Note: Git 2.18 (Q2 2018) does now pre-compute and store information necessary for ancestry traversal in a separate file to optimize graph walking.
That notion of commits graph does change how 'git log --graph
' does work.
As mentioned here:
git config --global core.commitGraph true
git config --global gc.writeCommitGraph true
cd /path/to/repo
git commit-graph write
See commit 7547b95, commit 3d5df01, commit 049d51a, commit 177722b, commit 4f2542b, commit 1b70dfd, commit 2a2e32b (10 Apr 2018), and commit f237c8b, commit 08fd81c, commit 4ce58ee, commit ae30d7b, commit b84f767, commit cfe8321, commit f2af9f5 (02 Apr 2018) by Derrick Stolee (derrickstolee
).
(Merged by Junio C Hamano -- gitster
-- in commit b10edb2, 08 May 2018)
You now have the command git commit-graph
: Write and verify Git commit graph files.
Write a commit graph file based on the commits found in packfiles.
Includes all commits from the existing commit graph file.
The design document states:
Git walks the commit graph for many reasons, including:
- Listing and filtering commit history.
- Computing merge bases.
These operations can become slow as the commit count grows. The merge
base calculation shows up in many user-facing commands, such as 'merge-base'
or 'status' and can take minutes to compute depending on history shape.
There are two main costs here:
- Decompressing and parsing commits.
- Walking the entire graph to satisfy topological order constraints.

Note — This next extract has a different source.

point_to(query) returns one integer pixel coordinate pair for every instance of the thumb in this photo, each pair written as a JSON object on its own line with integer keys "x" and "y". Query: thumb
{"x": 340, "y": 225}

The commit graph file is a supplemental data structure that accelerates
commit graph walks.
If a user downgrades or disables the 'core.commitGraph
' config setting, then the existing ODB is sufficient.
The file is stored as "commit-graph
" either in the .git/objects/info
directory or in the info directory of an alternate.
The commit graph file stores the commit graph structure along with some
extra metadata to speed up graph walks.
By listing commit OIDs in lexicographic order, we can identify an integer position for each commit and refer to the parents of a commit using those integer positions.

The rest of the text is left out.